How to do left merge in pandas
Lets try with left merge(same as left join in mysql) in Python Pandas by using the column id from dfm and movieId from dfr dataframe.
df_mleft = dfm.merge(dfr,left_on='id',right_on='movieId',how='left')
df_mleft.head(2)
Left join looks for dfm column 'id' and for each 'id' looks for corresponding 'movieId' in dfr.
How to do right, inner and outer joins in Python Pandas
Similarly we can do the right merge (sql right join) which means it looks for all the movieIds in dataframe dfr and for each movieId look for a corresponding id in dfm dataframe and join the record.
df_mright = dfm.merge(dfr,left_on='id',right_on='movieId',how='right')
For inner join (merge), do following...
df_minner = dfm.merge(dfr,left_on='id',right_on='movieId',how='inner')
For outer join, do following...
df_mouter = dfm.merge(dfr,left_on='id',right_on='movieId',how='outer')
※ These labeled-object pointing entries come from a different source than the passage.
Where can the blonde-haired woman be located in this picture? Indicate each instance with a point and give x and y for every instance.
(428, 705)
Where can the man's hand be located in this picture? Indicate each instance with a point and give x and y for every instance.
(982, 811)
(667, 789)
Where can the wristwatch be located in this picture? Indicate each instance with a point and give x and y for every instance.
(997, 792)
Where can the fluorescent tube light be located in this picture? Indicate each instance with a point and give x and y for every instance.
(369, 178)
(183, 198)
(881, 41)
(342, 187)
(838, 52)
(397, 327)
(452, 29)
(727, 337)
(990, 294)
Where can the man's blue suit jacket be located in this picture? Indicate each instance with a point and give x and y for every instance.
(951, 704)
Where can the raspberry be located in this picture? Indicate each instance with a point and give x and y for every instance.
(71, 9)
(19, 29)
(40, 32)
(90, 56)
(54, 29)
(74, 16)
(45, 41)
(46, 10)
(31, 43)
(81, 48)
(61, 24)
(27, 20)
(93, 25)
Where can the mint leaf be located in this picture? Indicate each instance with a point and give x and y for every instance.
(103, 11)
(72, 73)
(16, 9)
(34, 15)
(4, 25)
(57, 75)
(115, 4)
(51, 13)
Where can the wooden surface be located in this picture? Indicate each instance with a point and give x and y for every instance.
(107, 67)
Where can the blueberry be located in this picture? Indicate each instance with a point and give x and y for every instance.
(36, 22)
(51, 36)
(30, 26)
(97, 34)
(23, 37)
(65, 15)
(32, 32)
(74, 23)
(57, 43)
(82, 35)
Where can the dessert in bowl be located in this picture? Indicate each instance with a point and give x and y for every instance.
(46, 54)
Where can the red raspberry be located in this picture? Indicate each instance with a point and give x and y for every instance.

For outer merge, it is hard to find out after the merge, the source of each row, whether it is left dataframe or right frame. But there is an option to track that. Use the option indicator=True, with this option, we would see an extra column _merge which would tell us the source of each record or row. Lets try this on our outer merge command again and print few rows to see what do we get.
df_mouter = dfm.merge(dfr,left_on='id',right_on='movieId',how='outer',indicator=True)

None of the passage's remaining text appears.